Id. If those further responses are also unsatisfactory or untimely, Commerce may
disregard the information respondents have provided and “use the facts otherwise
available in reaching the applicable determination.” 19 U.S.C. §§ 1677m(d), 1677e(a);
see also Diamond Sawblades Mfrs.’ Coal. v. United States, 986 F.3d 1351, 1362–64
(Fed. Cir. 2021) (analyzing the statutory framework).

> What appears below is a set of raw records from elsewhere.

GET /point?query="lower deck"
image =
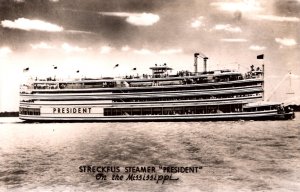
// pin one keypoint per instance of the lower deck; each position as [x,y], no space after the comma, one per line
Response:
[257,115]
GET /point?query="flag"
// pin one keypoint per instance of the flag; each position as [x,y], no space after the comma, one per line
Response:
[260,56]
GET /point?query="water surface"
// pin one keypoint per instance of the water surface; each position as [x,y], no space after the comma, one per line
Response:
[235,155]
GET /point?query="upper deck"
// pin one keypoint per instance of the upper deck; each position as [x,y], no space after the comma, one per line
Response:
[159,78]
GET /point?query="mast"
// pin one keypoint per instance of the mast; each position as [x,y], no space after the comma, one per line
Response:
[196,62]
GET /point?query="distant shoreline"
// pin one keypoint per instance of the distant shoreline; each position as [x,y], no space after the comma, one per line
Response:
[16,113]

Commerce’s Section A Questionnaire requested that Saha Thai “[i]dentify all
suppliers, (sub)contractors, lenders, exporters, distributors, resellers, and other
persons involved in the development, production, sale and/or distribution of the
merchandise under review which Commerce may also consider affiliated with your
company[.]” Section A Questionnaire at A-6, J.A. at 3,312, ECF No. 56 (emphasis
added). Saha Thai did not identify any of the six companies now at issue in its answer
to that question. See Section A Resp. at Ex. A-1, J.A. at 82,854 ECF No. 57. Nor did
Saha Thai identify those companies in response to Commerce’s Third Supplemental
Questionnaire, which asked “whether any stockholder, manager, director, officer, or
department head is also a stockholder, manager, director, officer, or department head
at any other company involved in the development, production, sale and/or
Court No. 1:21-cv-00627 Page 27
distribution of the merchandise under review.” Third Suppl. Questionnaire at 1, J.A.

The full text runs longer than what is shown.